The power of the normally placid creek that morning was astonishing. The whalebones, a 22-foot-long span from a blue whale — so heavy they weren’t even bolted down to the stands on which they were placed — were recovered in the creek, said spokeswoman Melissa Sciacca.

As for the marine mammals, I was wondering just how the rescuers were able to handle these large and sometimes ferocious creatures — they are, after all, lions of the sea — in the midst of a crisis, but Sciacca said the operation went smoothly.

Fortunately, there were only three patients in the center: one sea lion and two elephant seals. The marine mammals were rescued from four feet of water that filled the barn after the early morning deluge. Police allowed workers inside the property at 7 a.m., after the water had dissipated.

“The animals were covered in mud, but not swimming in any water at the time,” Sciacca said. “It was not overly difficult to evacuate the animals. With only three to maneuver, they cooperated fairly well and were evacuated as quickly as possible.”

The animals were taken to the Fort MacArthur marine mammal facility in San Pedro, where the elephant seals are reportedly doing well, but the sea lion has since died, for reasons unknown to PMMC officials.

In the midst of the muddy disaster, there is an extra sense of urgency: The center is bracing for its busy season, early spring, when birthing brings a glut of pups in need of assistance, according to longtime employee Kirsten Sedlick.

Last year and the year before, the center saw a huge influx of starving sea mammals as warm El Nino waters drove fish further into the depths, beyond the reach of the animals. The unusual influx started in March, giving the center about two months to get up to that capacity. But this year may be different. Sedlick said the El Niño is gone, which is fortunate for the sea mammals — and the center.

The center’s new executive director, Colleen O’Higgins, who joined the organization just weeks before the flood, said she is trying to come up with ways to foot the bill for an estimated $200,000 to $300,000 in damage to the facility.

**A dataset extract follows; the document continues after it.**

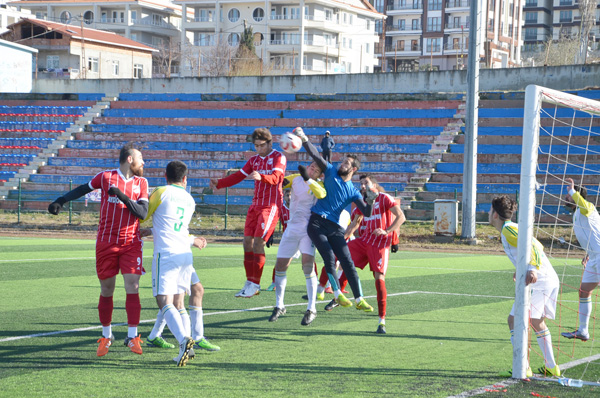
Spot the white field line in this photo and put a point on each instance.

The medical equipment was destroyed, an elevator put out of service, the electrical system was ruined by water, and other basic equipment, like a washer and dryer and refrigerator, will have to be replaced.

The center is now in the throes of cleanup and getting ready to take more rescues, but O’Higgins says her agency will also start looking at how to improve the property to protect it from future flood and mud damage.

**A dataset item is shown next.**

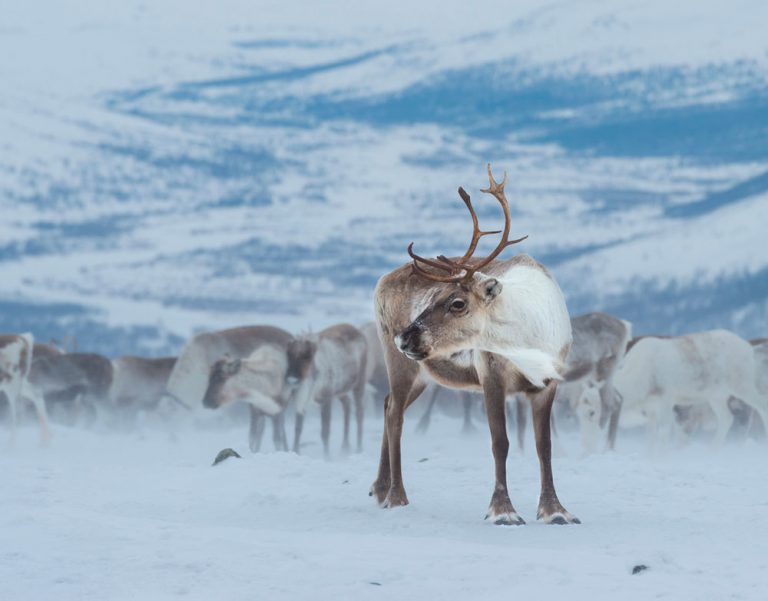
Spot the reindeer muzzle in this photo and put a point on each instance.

“We are looking for advice on what we can do,” O’Higgins said. “We don’t want to go through this again.”

But the center is not planning to move away from the canyon, at least not yet.

Just days after the disaster, the Pacific Life Foundation gave the center a surprise $50,000 grant, which will go a long way to help get the rescue facility up and running.

Volunteers did the back-breaking work of removing the mud. Of the 100 or so who offered to volunteer, the center called on 30 to work over Christmas Eve, said Sedlick, who has been involved with the center for 15 years.

Sedlick well remembers two prior major disasters: the 1998 mudslide, which killed a man in the upper canyon, and the 1993 firestorm, which destroyed nearly 300 homes in Laguna. But neither of those disasters matched the damage to the center from the 2010 deluge.

“This is the worst, because this damaged the inside,” Sedlick said.